Le village de pêcheurs que Salvador Dalí a fait sien. Murs blancs, oliviers et une baie qui explique ses tableaux.
Un aperçu de la maison onirique de Dalí à Cadaqués
Blottie contre la côte escarpée de la Costa Brava espagnole, dans le charmant village de pêcheurs de Portlligat, tout près de Cadaqués, se dresse une maison comme aucune autre : la retraite surréaliste de Salvador Dalí. Entrer dans son ancienne demeure, c'est entrer dans son esprit — fantasque, imprévisible, absolument fascinant.

Une maison aussi excentrique que l'artiste
Dalí et sa muse, Gala, ont fait de ce lieu retiré leur sanctuaire pendant plus de 40 ans. Ce qui n'était au départ qu'une simple cabane de pêcheur est devenu une maison labyrinthique, faite de pièces qui communiquent, de passages secrets et de vues panoramiques sur la Méditerranée. La maison elle-même reflète l'univers artistique de Dalí — joueur, extravagant, débordant de personnalité.
Dès l'entrée, un décor singulier vous accueille : des œufs surdimensionnés perchés sur les toits, des animaux naturalisés et un curieux mélange d'éléments modernistes et surréalistes. L'un des endroits les plus célèbres est l'emblématique pièce ovale, où Dalí menait ses expériences acoustiques et avait créé un espace intime propice à la conversation et à la création.
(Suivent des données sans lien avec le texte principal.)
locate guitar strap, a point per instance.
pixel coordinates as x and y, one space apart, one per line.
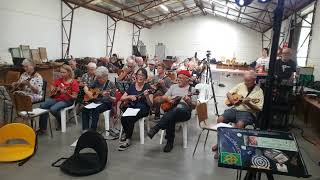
105 85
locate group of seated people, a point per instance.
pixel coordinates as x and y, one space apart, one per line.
149 86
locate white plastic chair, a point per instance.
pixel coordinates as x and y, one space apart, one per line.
205 92
106 116
141 128
184 126
64 117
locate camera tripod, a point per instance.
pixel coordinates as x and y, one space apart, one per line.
209 79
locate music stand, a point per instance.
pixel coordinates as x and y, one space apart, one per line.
4 95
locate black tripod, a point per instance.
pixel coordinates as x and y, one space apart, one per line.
209 79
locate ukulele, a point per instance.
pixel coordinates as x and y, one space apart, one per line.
129 103
20 86
94 93
168 105
56 91
238 100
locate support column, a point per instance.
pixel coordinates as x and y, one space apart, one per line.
136 30
66 28
266 113
111 31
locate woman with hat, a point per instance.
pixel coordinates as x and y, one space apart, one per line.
180 113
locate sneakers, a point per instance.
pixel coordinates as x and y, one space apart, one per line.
114 133
123 138
168 147
124 145
153 131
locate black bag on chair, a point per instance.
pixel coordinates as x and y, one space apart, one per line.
84 164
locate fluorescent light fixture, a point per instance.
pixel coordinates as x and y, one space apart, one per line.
165 8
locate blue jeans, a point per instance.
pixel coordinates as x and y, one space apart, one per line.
54 107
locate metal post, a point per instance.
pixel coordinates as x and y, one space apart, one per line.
66 29
111 31
266 113
136 30
311 30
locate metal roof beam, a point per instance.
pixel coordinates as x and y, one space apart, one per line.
107 12
124 7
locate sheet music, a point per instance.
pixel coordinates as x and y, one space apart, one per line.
130 112
92 106
34 111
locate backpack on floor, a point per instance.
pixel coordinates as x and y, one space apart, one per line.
84 164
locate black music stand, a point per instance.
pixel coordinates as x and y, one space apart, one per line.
4 95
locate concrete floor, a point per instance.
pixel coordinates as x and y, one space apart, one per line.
145 161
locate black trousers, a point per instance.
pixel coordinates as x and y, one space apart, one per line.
181 113
129 121
94 114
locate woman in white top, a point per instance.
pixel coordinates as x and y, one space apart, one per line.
264 60
30 81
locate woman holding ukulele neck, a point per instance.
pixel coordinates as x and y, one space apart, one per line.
63 93
140 98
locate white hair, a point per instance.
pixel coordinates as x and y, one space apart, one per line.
92 65
102 71
252 74
27 62
129 60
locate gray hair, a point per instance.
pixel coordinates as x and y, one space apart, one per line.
102 71
28 62
251 74
129 60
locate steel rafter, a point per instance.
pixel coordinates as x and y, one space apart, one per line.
200 5
124 7
171 15
108 12
111 31
66 28
185 7
151 5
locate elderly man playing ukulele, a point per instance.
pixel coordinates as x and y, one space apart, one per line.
246 100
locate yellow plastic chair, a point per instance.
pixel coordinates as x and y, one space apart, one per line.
20 151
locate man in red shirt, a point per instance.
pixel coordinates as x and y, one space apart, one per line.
66 90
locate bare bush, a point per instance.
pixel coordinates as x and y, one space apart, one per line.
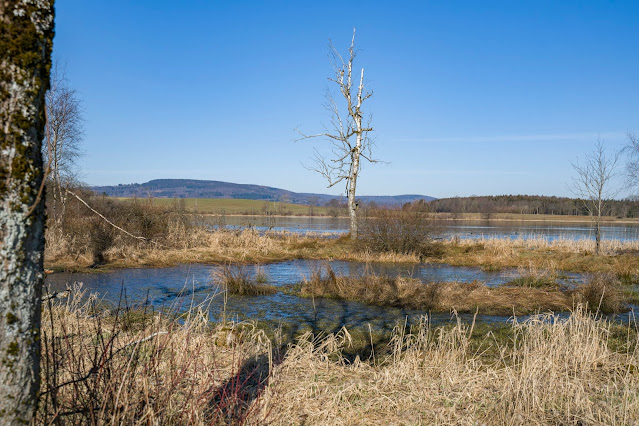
80 231
601 293
399 231
237 280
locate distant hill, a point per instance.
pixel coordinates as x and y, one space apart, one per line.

La lumière, la mer et une inspiration infinie
Ce qui rend cette maison si magique, ce ne sont pas seulement ses intérieurs insolites — c'est la façon dont elle épouse ce qui l'entoure. Cadaqués, avec ses maisons blanchies à la chaux et ses falaises spectaculaires, est depuis longtemps un refuge d'artistes, mais Dalí y a trouvé quelque chose de véritablement singulier. Sa maison fut pensée pour capter au maximum la lumière changeante de la Méditerranée, qui, croyait-il, insufflait la vie à son œuvre.
En sortant dans le jardin, vous découvrez des sculptures surréalistes, une belle piscine bleue et un paysage qui tient presque de la peinture vivante. On comprend aisément pourquoi Dalí aimait tant cet endroit. Le calme de la baie, la brise marine vive et le ciel sans cesse changeant composent une atmosphère de rêve — de celles qui vous accompagnent longtemps après le départ.
Salvador Dalí et Gala, sa muse de toujours, ont mené une vie extraordinaire dans leur maison de Portlligat, qu'ils ont transformée en sanctuaire surréaliste où l'art et l'amour se mêlaient. Ils s'installent à Cadaqués à la fin des années 1930, attirés par sa beauté brute et l'isolement paisible de la côte méditerranéenne. Au fil des décennies, leur simple cabane de pêcheur devient une retraite onirique — un labyrinthe de pièces communicantes, empli des collections excentriques de Dalí, de sculptures étranges et de vues à couper le souffle sur la mer.
Leurs journées mêlaient génie artistique et réceptions extravagantes. Dalí, showman jusqu'au bout, recevait des invités tels que Pablo Picasso, Marcel Duchamp et jusqu'à des vedettes d'Hollywood, orchestrant des dîners élaborés et des performances surréalistes. Gala, quant à elle, muse et manager, veillait à ce que son œuvre atteigne le monde entier.

Pourtant, au-delà de la mise en scène, Portlligat fut aussi pour eux un lieu profondément intime. C'est là que Dalí a peint certaines de ses œuvres les plus emblématiques, inspiré par la lumière mouvante de la Méditerranée et les paysages sauvages de Cadaqués. C'est là, aussi, que le couple trouvait le réconfort, loin du tumulte du monde de l'art, enveloppé dans sa propre histoire d'amour, singulière et profonde.